Helenloveslee4eva · 17/01/2026 17:56

hatgirl · 17/01/2026 09:46

He's probably not limited to a 30 minute time slot and it matters to him if his mum gets dressed or not, and she knows and trusts him.

Would you agree to get dressed with a different stranger every weekday? Or would you just stay comfy in your jammies if it was an option?

This.
also carers will take the first “ no thanks “ as “ client chose to stay in pjs “

whereas me as relative would persist and persuade knowing in 30 mins she’d look and think “ am I up or am I going to bed “ etc. she might respond to “ this pink top or the purple “ rather then “ get dressed “ . The same “ choices “ we give 3 yr olds to work the way round to what us needed

hatgirl · 17/01/2026 19:29

notgivinga · 17/01/2026 10:03

Thanks for all your comments but I can’t really get involved in it apart from asking her, which I will do next time I see her. The comments regarding then not having time they are there all day.

Who is paying for them to be there all day?

SD1978 · 17/01/2026 20:48

It’s not unreasonable at all to let them know that you have an expectation as a family that she is washed and dressed in day clothes- also let them know that she does get dressed when they are not there, and that for her dignity, despite her not being aware of the situation at all, that you know she would prefer it if she was aware. It’s not you criticising the care, it’s purely giving a preference you know she would have.

Sirzy · 17/01/2026 21:14

SD1978 · 17/01/2026 20:48

It’s not unreasonable at all to let them know that you have an expectation as a family that she is washed and dressed in day clothes- also let them know that she does get dressed when they are not there, and that for her dignity, despite her not being aware of the situation at all, that you know she would prefer it if she was aware. It’s not you criticising the care, it’s purely giving a preference you know she would have.

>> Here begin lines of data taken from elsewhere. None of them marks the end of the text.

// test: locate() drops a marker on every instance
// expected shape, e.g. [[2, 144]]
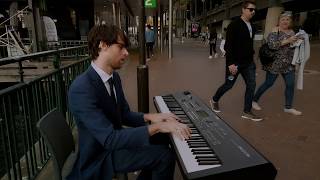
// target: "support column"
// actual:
[[12, 11], [31, 22], [170, 29], [161, 28], [142, 69]]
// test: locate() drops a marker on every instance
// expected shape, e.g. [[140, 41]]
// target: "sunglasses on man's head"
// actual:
[[251, 9]]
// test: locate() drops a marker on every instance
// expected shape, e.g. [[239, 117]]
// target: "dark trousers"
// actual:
[[288, 78], [248, 74], [212, 47], [156, 162], [149, 48]]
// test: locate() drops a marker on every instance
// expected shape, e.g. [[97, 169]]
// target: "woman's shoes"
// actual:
[[293, 111], [256, 106]]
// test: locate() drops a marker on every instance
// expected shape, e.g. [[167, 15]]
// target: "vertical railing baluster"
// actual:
[[26, 137], [21, 72]]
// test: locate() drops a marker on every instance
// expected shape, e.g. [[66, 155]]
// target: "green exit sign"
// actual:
[[150, 3]]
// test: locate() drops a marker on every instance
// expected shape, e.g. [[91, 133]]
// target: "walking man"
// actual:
[[239, 60]]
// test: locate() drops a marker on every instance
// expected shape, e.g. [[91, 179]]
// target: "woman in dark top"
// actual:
[[280, 39], [213, 43]]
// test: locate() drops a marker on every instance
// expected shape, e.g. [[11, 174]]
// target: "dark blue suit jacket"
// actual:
[[99, 126]]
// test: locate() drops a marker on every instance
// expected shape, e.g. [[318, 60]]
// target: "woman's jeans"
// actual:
[[289, 79]]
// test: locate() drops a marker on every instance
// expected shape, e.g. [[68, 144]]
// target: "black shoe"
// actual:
[[251, 116], [214, 106]]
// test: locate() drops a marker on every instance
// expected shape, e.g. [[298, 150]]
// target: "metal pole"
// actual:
[[161, 28], [170, 29], [142, 69]]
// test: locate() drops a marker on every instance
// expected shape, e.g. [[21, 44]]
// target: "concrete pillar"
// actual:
[[12, 12], [272, 19], [31, 26]]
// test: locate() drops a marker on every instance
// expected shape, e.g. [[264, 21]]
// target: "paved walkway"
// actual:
[[292, 143]]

But the question is should that override her actual wishes? If her last bit out autonomy is saying I am clean but I want to wear ‘night clothes’ should that really be overridden?

Eaglemom · 17/01/2026 21:37

Cadenza12 · 17/01/2026 10:33

Of course she should be dressed. She should be washed and dressed every day. Are they actually washing her? How often are they changing PJ's?

Do you think they should force her if she says no? Don't be ridiculous.

AnSolas · 17/01/2026 21:52

Eaglemom · 17/01/2026 21:37

Do you think they should force her if she says no? Don't be ridiculous.

No however if she is not washing the care team for their own safeguarding should notify the family.